“Oh, a monstrous sum,—more than I can reckon,” replied the young Shaker.

“Well, sir,” said the pilgrim, “there was a day, and not very long ago, neither, when I stood at my counting-room window, and watched the signal flags of three of my own ships entering the harbor, from the East Indies, from Liverpool, and from up the Straits, and I would not have given the invoice of the least of them for the title-deeds of this whole Shaker settlement. You stare. Perhaps, now, you won’t believe that I could have put more value on a little piece of paper, no bigger than the palm of your hand, than all these solid acres of grain, grass, and pasture-land would sell for?”

“I won’t dispute it, friend,” answered Josiah, “but I know I had rather have fifty acres of this good land than a whole sheet of thy paper.”

“You may say so now,” said the ruined merchant, bitterly, “for my name would not be worth the paper I should write it on. Of course, you must have heard of my failure?”

And the stranger mentioned his name, which, however mighty it might have been in the commercial world, the young Shaker had never heard of among the Canterbury hills.
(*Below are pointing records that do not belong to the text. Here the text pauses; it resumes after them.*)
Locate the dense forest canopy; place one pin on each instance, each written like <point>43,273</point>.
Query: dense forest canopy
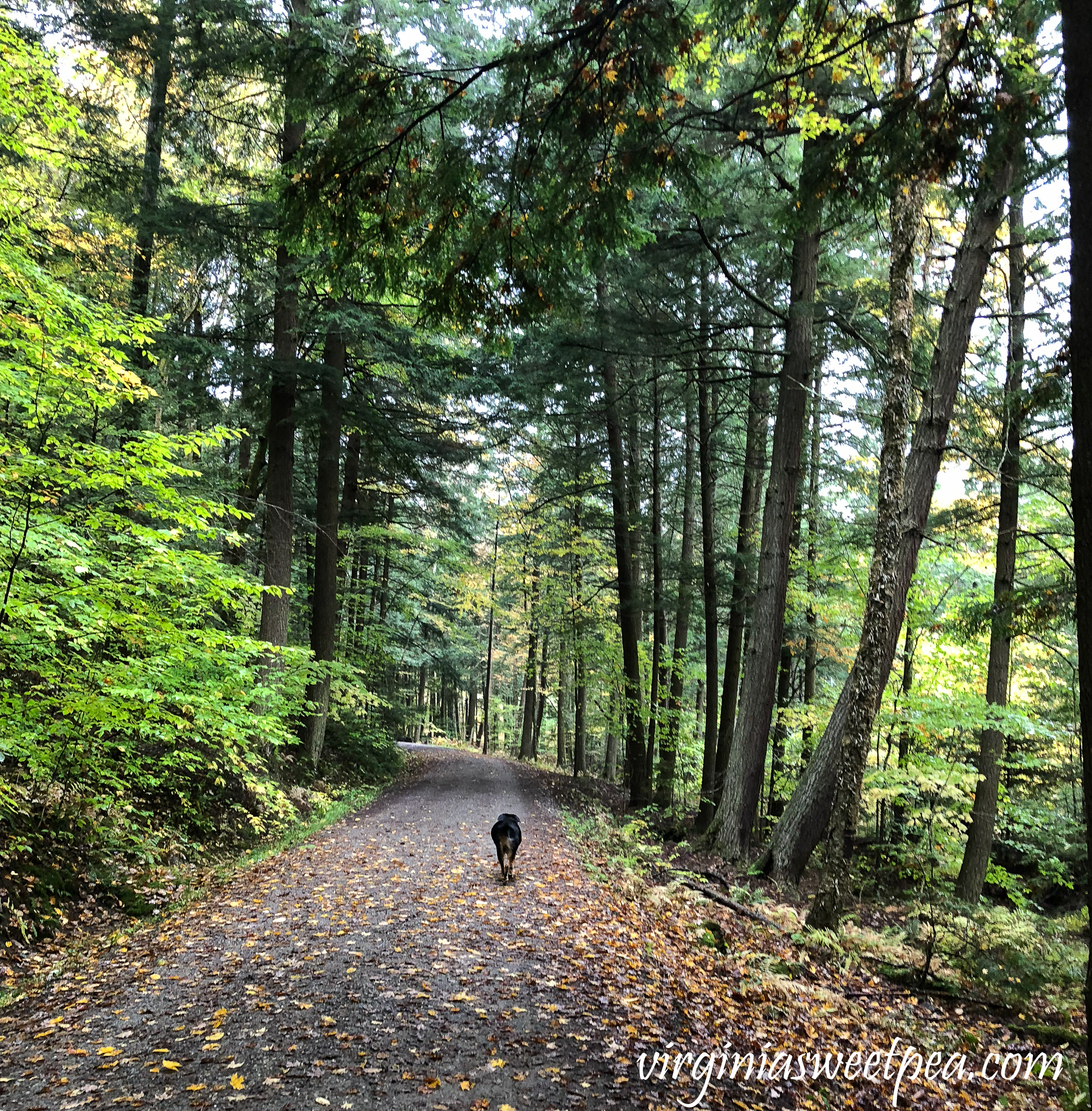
<point>679,395</point>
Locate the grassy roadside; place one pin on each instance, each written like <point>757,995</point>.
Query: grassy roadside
<point>62,953</point>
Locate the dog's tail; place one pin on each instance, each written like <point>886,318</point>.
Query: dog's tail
<point>507,852</point>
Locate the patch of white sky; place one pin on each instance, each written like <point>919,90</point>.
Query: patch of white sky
<point>1047,311</point>
<point>490,20</point>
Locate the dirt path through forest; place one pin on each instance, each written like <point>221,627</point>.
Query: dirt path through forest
<point>382,966</point>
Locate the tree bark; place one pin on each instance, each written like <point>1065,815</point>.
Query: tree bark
<point>471,711</point>
<point>530,683</point>
<point>658,680</point>
<point>776,805</point>
<point>872,665</point>
<point>1077,50</point>
<point>325,597</point>
<point>811,619</point>
<point>991,746</point>
<point>163,70</point>
<point>758,402</point>
<point>423,683</point>
<point>708,560</point>
<point>563,707</point>
<point>281,436</point>
<point>488,687</point>
<point>669,746</point>
<point>628,612</point>
<point>747,759</point>
<point>809,810</point>
<point>610,749</point>
<point>579,685</point>
<point>898,810</point>
<point>541,697</point>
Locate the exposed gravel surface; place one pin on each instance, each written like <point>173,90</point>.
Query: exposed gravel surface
<point>382,965</point>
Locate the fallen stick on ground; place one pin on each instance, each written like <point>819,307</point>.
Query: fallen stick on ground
<point>732,905</point>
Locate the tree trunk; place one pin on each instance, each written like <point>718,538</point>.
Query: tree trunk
<point>758,402</point>
<point>610,748</point>
<point>776,805</point>
<point>1077,50</point>
<point>872,665</point>
<point>579,685</point>
<point>423,681</point>
<point>747,759</point>
<point>385,578</point>
<point>541,696</point>
<point>488,687</point>
<point>669,746</point>
<point>471,712</point>
<point>659,612</point>
<point>628,612</point>
<point>899,811</point>
<point>984,816</point>
<point>530,683</point>
<point>809,810</point>
<point>350,487</point>
<point>811,619</point>
<point>325,598</point>
<point>708,561</point>
<point>579,717</point>
<point>563,707</point>
<point>163,69</point>
<point>281,436</point>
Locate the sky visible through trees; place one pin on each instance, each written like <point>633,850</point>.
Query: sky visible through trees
<point>680,397</point>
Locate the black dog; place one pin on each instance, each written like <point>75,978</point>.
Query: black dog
<point>507,837</point>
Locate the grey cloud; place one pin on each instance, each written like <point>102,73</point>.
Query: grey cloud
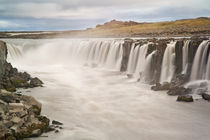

“Not heard of my failure!” exclaimed the merchant, considerably piqued. “Why, it was spoken of on ’Change in London, and from Boston to New Orleans men trembled in their shoes. At all events, I did fail, and you see me here on my road to the Shaker village, where, doubtless (for the Shakers are a shrewd sect), they will have a due respect for my experience, and give me the management of the trading part of the concern, in which case I think I can pledge myself to double their capital in four or five years. Turn back with me, young man; for though you will never meet with my good luck, you can hardly escape my bad.”

“I will not turn back for this,” replied Josiah, calmly, “any more than for the advice of the varse-maker, between whom and thee, friend, I see a sort of likeness, though I can’t justly say where it lies. But Miriam and I can earn our daily bread among the world’s people as well as in the Shaker village. And do we want anything more, Miriam?”

“Nothing more, Josiah,” said the girl, quietly.

“Yea, Miriam, and daily bread for some other little mouths, if God send them,” observed the simple Shaker lad.

Miriam did not reply, but looked down into the spring, where she encountered the image of her own pretty face, blushing within the prim little bonnet. The third pilgrim now took up the conversation. He was a sunburnt countryman, of tall frame and bony strength, on whose rude and manly face there appeared a darker, more sullen and obstinate despondency, than on those of either the poet or the merchant.